Прошло более десяти лет, сменилось руководство советской страны, «потеплела» внутриполитическая обстановка. Указом Президиума Верховного Совета СССР от 16 июля 1956 года чеченцы, ингуши и карачаевцы вместе с семьями были сняты с учета специальных поселений и освобождены из-под административного надзора органов МВД СССР.
9 января 1957 года указом Верховного Совета СССР была восстановлена автономия Чечено-Ингушской АССР в составе РСФСР, а в следующем указе от того же 9 января установлены границы воссозданной республики, в которую вошли три исконно казачьих района – Наурский, Каргалинский и Шелковской, ранее не входившие в состав ЧИ АССР. Зато часть Пригородного района осталась в составе Северо-Осетинской АССР. Хотя запрещение чеченцам и ингушам проживать на Кавказе было объявлено утратившим силу, несколько горных районов Чечни оказались закрытыми для проживания. Бывших жителей этих районов стали селить в плоскостных аулах и казачьих станицах. Чеченцы-ауховцы, вернувшись в Дагестан, не обрели вновь своих родных аулов и национального района.
Кроме того, поскольку подавляющее большинство чеченцев и ингушей было расселено в Казахстане, то органам власти этой республики было рекомендовано не допустить массового выезда выселенных народов на Кавказ. Министр внутренних дел Н.П. Дудоров даже предлагал создать чечено-ингушскую автономию на территории Казахстана.
Казалось бы, налицо попытка восстановить историческую справедливость в регионе. Но правительство Н.С. Хрущева не приняло мер, которые могли бы действительно урегулировать напряженность в чеченском регионе.
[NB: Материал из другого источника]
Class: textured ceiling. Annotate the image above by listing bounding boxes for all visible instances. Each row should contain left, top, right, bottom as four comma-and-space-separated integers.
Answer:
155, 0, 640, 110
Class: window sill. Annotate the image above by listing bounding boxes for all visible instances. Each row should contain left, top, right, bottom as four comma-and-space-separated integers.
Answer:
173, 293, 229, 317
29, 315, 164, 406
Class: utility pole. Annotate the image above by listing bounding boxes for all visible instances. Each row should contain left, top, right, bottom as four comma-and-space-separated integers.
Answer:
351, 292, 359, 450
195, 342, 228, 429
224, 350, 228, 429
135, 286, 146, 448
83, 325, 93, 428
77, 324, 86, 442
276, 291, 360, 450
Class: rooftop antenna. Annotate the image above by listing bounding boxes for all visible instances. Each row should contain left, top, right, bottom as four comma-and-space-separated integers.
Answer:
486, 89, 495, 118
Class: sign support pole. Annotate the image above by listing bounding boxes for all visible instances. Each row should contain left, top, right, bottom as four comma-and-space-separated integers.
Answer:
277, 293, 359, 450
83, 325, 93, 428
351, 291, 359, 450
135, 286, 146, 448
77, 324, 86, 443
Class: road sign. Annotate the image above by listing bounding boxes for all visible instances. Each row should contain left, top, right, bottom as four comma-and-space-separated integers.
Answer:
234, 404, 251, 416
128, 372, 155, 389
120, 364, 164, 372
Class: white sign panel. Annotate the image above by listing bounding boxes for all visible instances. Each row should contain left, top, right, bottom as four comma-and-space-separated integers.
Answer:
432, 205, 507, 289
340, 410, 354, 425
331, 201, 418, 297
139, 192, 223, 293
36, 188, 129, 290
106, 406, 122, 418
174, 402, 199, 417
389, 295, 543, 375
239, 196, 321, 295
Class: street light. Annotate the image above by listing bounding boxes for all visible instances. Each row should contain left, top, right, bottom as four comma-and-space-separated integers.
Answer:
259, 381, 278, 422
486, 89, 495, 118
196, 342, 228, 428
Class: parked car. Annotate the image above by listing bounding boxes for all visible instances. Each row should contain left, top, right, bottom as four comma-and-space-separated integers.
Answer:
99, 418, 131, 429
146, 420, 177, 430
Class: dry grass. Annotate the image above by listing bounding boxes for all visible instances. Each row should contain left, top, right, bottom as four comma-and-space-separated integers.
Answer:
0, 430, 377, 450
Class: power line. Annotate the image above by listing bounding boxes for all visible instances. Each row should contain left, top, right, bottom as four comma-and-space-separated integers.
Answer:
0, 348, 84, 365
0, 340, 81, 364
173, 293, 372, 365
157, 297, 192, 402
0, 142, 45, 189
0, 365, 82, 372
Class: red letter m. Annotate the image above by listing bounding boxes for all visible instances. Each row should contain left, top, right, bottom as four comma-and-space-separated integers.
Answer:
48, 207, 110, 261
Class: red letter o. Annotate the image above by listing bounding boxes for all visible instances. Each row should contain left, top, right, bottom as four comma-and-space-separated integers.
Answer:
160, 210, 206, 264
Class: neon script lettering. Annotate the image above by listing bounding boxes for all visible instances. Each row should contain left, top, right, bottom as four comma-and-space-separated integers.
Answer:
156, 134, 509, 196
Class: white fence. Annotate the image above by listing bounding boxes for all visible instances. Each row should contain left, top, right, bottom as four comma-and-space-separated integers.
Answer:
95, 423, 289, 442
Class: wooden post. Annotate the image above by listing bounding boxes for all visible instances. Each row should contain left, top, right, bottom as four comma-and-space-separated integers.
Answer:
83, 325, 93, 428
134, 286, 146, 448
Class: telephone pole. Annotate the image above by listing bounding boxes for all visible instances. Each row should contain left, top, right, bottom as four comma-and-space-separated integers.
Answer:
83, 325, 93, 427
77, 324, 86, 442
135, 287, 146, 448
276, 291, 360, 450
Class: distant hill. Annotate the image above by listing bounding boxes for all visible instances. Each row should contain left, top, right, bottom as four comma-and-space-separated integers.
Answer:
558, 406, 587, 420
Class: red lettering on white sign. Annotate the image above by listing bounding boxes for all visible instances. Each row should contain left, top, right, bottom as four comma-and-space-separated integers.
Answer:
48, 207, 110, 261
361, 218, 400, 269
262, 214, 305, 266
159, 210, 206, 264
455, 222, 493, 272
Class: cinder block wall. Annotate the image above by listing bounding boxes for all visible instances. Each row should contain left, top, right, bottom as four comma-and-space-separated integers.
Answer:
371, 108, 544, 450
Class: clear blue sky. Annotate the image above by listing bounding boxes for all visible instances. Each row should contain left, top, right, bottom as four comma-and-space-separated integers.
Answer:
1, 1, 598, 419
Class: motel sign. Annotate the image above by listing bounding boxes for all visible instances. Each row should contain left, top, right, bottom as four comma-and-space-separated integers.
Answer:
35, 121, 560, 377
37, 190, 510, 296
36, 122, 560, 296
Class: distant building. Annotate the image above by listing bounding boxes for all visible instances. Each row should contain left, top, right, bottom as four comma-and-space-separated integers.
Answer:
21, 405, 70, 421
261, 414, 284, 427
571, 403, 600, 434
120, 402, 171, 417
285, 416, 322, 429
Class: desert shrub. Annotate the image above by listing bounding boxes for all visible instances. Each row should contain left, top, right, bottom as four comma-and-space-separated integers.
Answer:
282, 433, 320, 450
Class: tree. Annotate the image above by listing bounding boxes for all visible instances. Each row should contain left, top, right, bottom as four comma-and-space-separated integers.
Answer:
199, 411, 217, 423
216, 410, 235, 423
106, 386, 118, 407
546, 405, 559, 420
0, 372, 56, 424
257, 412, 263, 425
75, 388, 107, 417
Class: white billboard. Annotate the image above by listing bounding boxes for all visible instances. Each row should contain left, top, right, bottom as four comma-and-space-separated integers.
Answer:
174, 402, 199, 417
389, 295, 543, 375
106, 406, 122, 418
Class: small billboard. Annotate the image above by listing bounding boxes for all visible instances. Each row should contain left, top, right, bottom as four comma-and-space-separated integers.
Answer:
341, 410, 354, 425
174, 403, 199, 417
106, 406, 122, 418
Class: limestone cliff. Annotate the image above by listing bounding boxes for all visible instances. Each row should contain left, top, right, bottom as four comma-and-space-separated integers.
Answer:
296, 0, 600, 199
Территориальные преобразования привели к созданию новых очагов столкновения национальных и чисто бытовых интересов, к массовым беспорядкам на национальной почве в Грозном (август 1958 г.). Многие из чеченцев, прибывших из мест депортации, справедливо добивались размещения в тех же селениях и домах, в которых они проживали до выселения. На этой почве между ними и новыми местными жителями, занявшими их дома и участки, – аварцами и даргинцами – нередко возникали конфликты. Последние даже требовали, чтобы не допустить обострения междоусобицы, переселить их обратно, на те земли, с которых они тоже были переселены.
И все же хрущевская «оттепель», возвращение на Кавказ депортированных народов стали началом адаптации чеченского населения к советской системе. В ней оказалось возможным выжить, если принимать определенную идеологию и уметь извлекать выгоду из централизованного и безответственного экономического порядка. Северный Кавказ в 1960-1980-е гг. приспосабливается к советскому строю, и его народы, за исключением небольших групп мятежников, начинают воспринимать советскую действительность как норму. Одной из сторон этой реальности была жизнь в громадном многонациональном государстве, где все в недалеком прошлом оказывались в какой-то степени «товарищами по несчастью».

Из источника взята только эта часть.